A morte de Nisman é um acontecimento trágico utilizado pela coalizão Cambiemos, e pela ultra direita israelense, representada pela Delegação de Associações-Israelitas Argentinas, contra a ex-presidente e também contra o peronismo.

“Os adversários estadunidenses e, em particular a China, a Rússia e o Irã, exploram a corrupção endêmica, incluída, e especialmente a corrupção impulsionada por movimentos de esquerda no hemisfério ocidental, tratam de avançar em suas agendas geopolíticas e erodir os interesses estadunidenses”, argumentou Cruz.

Sua demanda se apoia nas palavras dos opositores direitistas da aliança Cambiemos, que convivem com o chamado Partido Judicial que deixou armado o ex-presidente dessa coalizão, Mauricio Macri (2015-2019), provocando uma onda de repúdio em momentos que marchas multitudinárias seguiam se sucedendo em defesa da também ex-presidenta argentina, durante dois períodos (2007-2015).

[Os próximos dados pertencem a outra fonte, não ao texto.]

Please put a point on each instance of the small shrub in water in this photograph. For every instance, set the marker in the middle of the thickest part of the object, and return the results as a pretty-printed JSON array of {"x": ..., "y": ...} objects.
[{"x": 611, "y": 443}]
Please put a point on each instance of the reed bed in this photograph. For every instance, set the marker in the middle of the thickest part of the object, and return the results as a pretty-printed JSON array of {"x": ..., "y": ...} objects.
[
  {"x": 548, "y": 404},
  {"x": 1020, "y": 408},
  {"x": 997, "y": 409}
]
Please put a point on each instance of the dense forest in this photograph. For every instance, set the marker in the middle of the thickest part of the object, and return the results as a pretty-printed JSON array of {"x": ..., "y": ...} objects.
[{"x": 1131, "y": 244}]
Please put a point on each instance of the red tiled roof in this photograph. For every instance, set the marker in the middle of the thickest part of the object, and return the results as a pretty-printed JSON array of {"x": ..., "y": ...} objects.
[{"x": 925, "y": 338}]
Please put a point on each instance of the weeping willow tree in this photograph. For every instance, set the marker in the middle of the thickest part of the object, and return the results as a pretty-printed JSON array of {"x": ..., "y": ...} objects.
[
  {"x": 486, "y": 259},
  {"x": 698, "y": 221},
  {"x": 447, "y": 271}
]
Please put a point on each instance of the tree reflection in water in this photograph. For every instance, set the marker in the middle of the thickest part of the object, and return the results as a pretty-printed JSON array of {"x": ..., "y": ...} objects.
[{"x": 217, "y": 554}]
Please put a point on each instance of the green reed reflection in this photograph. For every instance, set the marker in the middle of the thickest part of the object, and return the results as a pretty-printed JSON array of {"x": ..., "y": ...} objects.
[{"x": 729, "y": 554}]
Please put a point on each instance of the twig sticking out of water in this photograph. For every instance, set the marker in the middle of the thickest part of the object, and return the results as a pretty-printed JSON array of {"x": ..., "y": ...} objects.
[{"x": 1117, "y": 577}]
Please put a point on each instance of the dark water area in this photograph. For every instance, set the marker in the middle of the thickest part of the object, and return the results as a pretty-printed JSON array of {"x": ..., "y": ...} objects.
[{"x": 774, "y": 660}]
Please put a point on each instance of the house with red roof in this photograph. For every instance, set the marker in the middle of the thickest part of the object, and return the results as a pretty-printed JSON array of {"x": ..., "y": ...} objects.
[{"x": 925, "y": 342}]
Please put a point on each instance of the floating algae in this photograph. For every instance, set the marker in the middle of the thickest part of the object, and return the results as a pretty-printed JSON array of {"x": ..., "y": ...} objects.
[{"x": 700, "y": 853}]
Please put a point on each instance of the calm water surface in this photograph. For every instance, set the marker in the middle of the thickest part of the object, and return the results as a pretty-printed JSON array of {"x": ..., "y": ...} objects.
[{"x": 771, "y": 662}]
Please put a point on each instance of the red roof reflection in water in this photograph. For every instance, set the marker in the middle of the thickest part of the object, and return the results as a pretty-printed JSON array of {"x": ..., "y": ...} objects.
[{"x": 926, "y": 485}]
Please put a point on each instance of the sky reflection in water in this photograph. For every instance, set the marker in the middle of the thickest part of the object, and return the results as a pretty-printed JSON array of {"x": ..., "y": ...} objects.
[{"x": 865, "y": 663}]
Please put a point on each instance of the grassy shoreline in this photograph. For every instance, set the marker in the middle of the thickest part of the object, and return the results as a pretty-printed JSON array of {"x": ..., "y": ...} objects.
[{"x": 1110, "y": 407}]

O reclamo do legislador Cruz sucede depois que, sem apresentar nova prova, os promotores Sergio Luciani e Diego Mola reabriram um processo fechado por falta de provas no caso da Obra Pública, na província de Santa Cruz, como parte da perseguição política contra a ex-presidenta e a ex-funcionários de seu governo, aplicando a judicialização da política.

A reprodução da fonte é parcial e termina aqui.